Chances are you’ve already done a little bit of research on the college you want to attend. In case you haven’t, look into whether or not they actually have what you’re looking for. So if, let’s say, you’re passionate about a subject that isn’t available where you are now, see if the target college has a strong department related to that topic.

With that out of the way, probably the most important remaining issue is transferable college credits. Sadly, this is a case of “see for yourself” since different schools have different policies for various credits. That said, equivalent schools (like two public four-year colleges) within the same state/country are the most generous in terms of credit transfer.

Generally speaking, 101 courses are easier to get credit transferred to, especially if they’re considered equivalent subject-wise.
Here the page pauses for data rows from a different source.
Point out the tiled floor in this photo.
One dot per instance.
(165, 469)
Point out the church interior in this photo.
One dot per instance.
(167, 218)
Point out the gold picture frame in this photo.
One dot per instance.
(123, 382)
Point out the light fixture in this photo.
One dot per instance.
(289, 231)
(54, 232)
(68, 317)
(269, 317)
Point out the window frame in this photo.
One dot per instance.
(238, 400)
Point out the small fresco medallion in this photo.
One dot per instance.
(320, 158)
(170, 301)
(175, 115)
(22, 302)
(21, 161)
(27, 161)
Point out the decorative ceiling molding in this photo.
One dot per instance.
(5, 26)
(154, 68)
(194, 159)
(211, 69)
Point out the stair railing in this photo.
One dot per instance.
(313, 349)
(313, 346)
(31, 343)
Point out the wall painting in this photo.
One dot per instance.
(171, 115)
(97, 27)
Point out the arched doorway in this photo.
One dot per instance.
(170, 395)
Moreover, quarter courses and semester courses often don’t gel, so check whether yours will be transferable.

You should also find out if your desired college has different tuition rates for out-of-state and in-state transfer students. Logically, this doesn’t apply to you if you’re gunning for a school in your area, but most colleges and universities charge differently for these two demographics.

Applying for Transfer

One of the things you have to check right away is the deadlines for transfer application. These deadlines will vary from one college to another, but some might want the application dealt with a year in advance.

It’s wise to follow the life rule of “the early bird gets the worm” here. Don’t cut it too close to the application deadlines; instead, get all the information and papers you’ll need as soon as you can.
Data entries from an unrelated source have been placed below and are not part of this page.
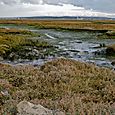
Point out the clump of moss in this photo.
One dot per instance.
(68, 85)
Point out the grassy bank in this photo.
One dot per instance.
(20, 44)
(101, 25)
(68, 85)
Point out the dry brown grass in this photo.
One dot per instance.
(68, 85)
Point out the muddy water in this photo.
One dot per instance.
(82, 46)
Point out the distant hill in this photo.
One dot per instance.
(67, 17)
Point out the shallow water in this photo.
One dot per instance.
(74, 45)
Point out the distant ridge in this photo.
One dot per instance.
(61, 18)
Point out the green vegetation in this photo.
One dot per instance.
(71, 86)
(20, 44)
(86, 25)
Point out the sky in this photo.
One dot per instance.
(9, 8)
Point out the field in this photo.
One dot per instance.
(103, 25)
(71, 86)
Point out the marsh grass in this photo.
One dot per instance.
(66, 24)
(16, 41)
(71, 86)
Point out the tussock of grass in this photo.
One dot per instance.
(68, 85)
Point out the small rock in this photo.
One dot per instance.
(27, 108)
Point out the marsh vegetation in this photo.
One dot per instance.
(74, 87)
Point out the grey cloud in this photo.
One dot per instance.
(8, 2)
(31, 1)
(97, 5)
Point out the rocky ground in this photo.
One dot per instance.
(62, 84)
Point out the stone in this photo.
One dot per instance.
(27, 108)
(110, 50)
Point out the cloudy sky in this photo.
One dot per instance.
(57, 8)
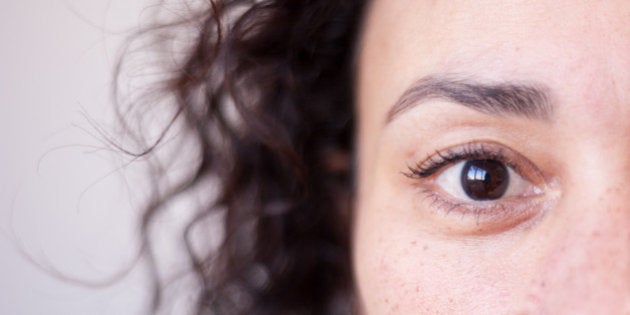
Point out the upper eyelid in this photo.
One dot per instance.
(434, 163)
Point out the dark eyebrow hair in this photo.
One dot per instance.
(508, 98)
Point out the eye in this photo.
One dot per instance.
(482, 180)
(491, 187)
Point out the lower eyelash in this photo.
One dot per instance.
(448, 206)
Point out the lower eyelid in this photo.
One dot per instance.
(483, 218)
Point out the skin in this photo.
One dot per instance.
(565, 250)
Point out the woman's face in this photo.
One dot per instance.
(494, 157)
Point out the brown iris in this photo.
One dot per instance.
(485, 179)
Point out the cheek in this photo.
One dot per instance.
(401, 270)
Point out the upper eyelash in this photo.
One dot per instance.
(440, 159)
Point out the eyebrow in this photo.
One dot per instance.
(526, 100)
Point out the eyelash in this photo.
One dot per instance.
(440, 159)
(498, 209)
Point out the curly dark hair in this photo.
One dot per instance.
(266, 93)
So which materials will you need to apply for a college transfer? Here are the ones most colleges ask for:

  • College application (common or coalition)
  • High school transcript
  • College transcript
  • Application fees ($45–50 on average, but can go as high up as $90) or a fee waiver
  • Letter(s) of recommendation
  • ACT or SAT scores

Now, the below is a generalization of how the application process should transpire. You might run into a few distinct instructions in your case, but this is more or less how every application unfolds.

The first step will be for you to send your application online, preferably a year before you transfer. After that, you’ll likely have to pay the application fees (which are usually nonrefundable). After that, you’ll need to request that your credits, test scores, transfers, and other things get transferred.
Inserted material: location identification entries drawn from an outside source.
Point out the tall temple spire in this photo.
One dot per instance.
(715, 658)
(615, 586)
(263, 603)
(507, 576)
That’s pretty much it for the application process itself. However, it’s also a good idea to stay engaged with your target school through campus tours and programs you can follow.

How Will the Transfer Affect Loans and Other Financials?

Before anyone gets their hopes up: no, you don’t lose your student debt when you transfer. It’s still money owed, and you’ll have to repay it plus interest.

Loans, on the other hand, don’t carry over to the next college. That’s because factors like the price of attendance change when switching, changing your eligibility for loans. So you’ll have to resubmit your FASFA (Free Application for Federal Student Aid).

This shouldn’t be too problematic. If you’re transferring at the start of the school year, simply fill out the application with the new college’s info instead of the old one. Make sure to update the application with this new info if you’re transferring schools mid-semester.

[Taking out on student loans? Do it with these tips from Forbes.]

Keep in mind that your federal award aid could differ upon transferring, though it isn’t exactly the norm.

For example, if you transfer mid-semester, you’ll likely lose your aid until the end of the school year, especially since it’s a first-come-first-served kind of deal. There are also private loans and Parent PLUS loans, which typically go up to the cost of attendance. If the new college’s price is much higher or lower, the money you get may change.